According to the invention, retrieval processing in an optimum
direction at the time of presetting a channel becomes unnecessary
and thereby a speedup in automatic scanning can be achieved and
waiting time of a user can be reduced.
BRIEF DESCRIPTION OF THE DRAWINGS
FIG. 1 is a diagram showing a receiving system using a broadcast
receiver according to the invention;
FIG. 2 is a diagram describing an action of a first embodiment;
FIG. 3 is a flowchart representing the action of the first
embodiment;
FIGS. 4A and 4B are diagrams describing an action of a second
embodiment;
FIG. 5 is a flowchart representing the action of the second
embodiment;
FIGS. 6A and 6B are diagrams describing an action of a third
embodiment;
FIG. 7 is a flowchart representing the action of the third
embodiment;
FIGS. 8A and 8B are diagrams describing an action of a fourth
embodiment;
FIG. 9 is a flowchart representing the action of the fourth
embodiment;
FIGS. 10A and 10B are diagrams describing an action of a fifth
embodiment;
FIG. 11 is a flowchart representing the action of the fifth
embodiment; and
FIG. 12 is a diagram describing a method of automatic scanning at
the time of channel selection.
DETAILED DESCRIPTION OF THE INVENTION
FIG. 1 is a diagram showing a receiving system of a television
broadcast using a broadcast receiver according to the invention. In
FIG. 1, numeral 1 is a broadcast receiver; and numeral 2 is a smart
antenna, and numeral 3 is a television image receiving apparatus
(hereinafter called "TV set"). The broadcast receiver 1 and the TV
set 3 are installed inside a house of a general home and are
connected by a cable. The smart antenna 2 is attached and fixed to
a roof or a veranda of the house and is connected to the broadcast
receiver 1 by a cable.
The smart antenna 2 includes four antenna elements 2a to 2d, and
phase shifters, combination devices and control circuits, etc. (the
portions other than the antenna elements 2a to 2d are omitted in
the drawing) disposed corresponding to each of the antenna elements
2a to 2d, and directivity is electrically switched in 16 directions
by adjusting phases of signals received by each of the antenna
elements 2a to 2d through each of the phase shifters and combining
the signals after the adjustment through the combination devices.
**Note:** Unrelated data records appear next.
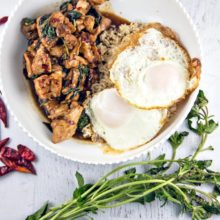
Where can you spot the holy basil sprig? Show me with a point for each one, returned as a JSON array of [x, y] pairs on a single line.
[[179, 186], [200, 122]]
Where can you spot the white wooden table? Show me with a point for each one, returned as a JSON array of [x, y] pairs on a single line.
[[22, 194]]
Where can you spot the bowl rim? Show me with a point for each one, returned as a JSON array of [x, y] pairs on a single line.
[[119, 160]]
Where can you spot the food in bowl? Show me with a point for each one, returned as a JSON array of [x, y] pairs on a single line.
[[110, 82]]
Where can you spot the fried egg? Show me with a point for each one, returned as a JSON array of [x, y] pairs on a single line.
[[152, 70], [120, 124]]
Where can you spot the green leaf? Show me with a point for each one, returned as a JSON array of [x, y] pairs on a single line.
[[63, 6], [38, 214], [80, 179], [79, 191], [28, 21], [83, 121], [203, 164], [213, 209], [177, 139], [73, 15], [211, 126], [160, 157], [130, 171], [217, 190], [43, 19], [201, 99], [49, 31]]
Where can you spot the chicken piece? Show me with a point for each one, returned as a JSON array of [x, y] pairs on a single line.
[[65, 28], [71, 63], [96, 53], [74, 103], [56, 83], [48, 43], [64, 129], [81, 60], [33, 47], [105, 24], [41, 62], [57, 51], [43, 29], [56, 18], [89, 23], [28, 58], [75, 77], [69, 25], [97, 2], [80, 24], [58, 111], [83, 6], [56, 67], [76, 49], [86, 49], [29, 31], [42, 86], [50, 106], [70, 41]]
Incidentally, the 16 directions mean each of the directions in
which the circumference (360.degree.) of the smart antenna 2 is
divided into 16 pieces, and each of the directions is shown by
numbers of 0 to 15 (for example, see FIG. 2). The broadcast
receiver 1 receives television airwaves sent from plural broadcast
stations interspersed in the periphery of the house by controlling
the smart antenna 2 and switching directivity of the smart antenna
2. The smart antenna 2 constructs one embodiment of a directional
switching antenna in the invention.
Numeral 4 is a control unit made of a CPU, ROM or RAM, etc., and
controls each part of the broadcast receiver 1. Data and programs
for control are stored in the ROM of the control unit 4, and data
for control is readably and writably stored in the RAM. This
control unit 4 detects receivable directions by performing
automatic scanning with respect to each of the directions of the
smart antenna 2 as described below.
Numeral 5 is a tuner, and extracts a signal of a predetermined
channel from airwaves received by the smart antenna 2. Numeral 6 is
a signal processing unit, and processes the signal extracted by the
tuner 5 and generates a reproduction video signal and a
reproduction sound signal. Numeral 7 is an OSD (On Screen Display),
circuit, and superimposes image data outputted from the control
unit 4 on the reproduction video signal outputted from the signal
processing unit 6 and performs on-screen display on a screen of a
monitor of the TV set 3. The TV set 3 displays video on the monitor
based on the reproduction video signal outputted from the signal
processing unit 6 and also outputs sound from a speaker based on
the reproduction sound signal outputted from the signal processing
unit 6 (illustration of a sound system is omitted in FIG. 1).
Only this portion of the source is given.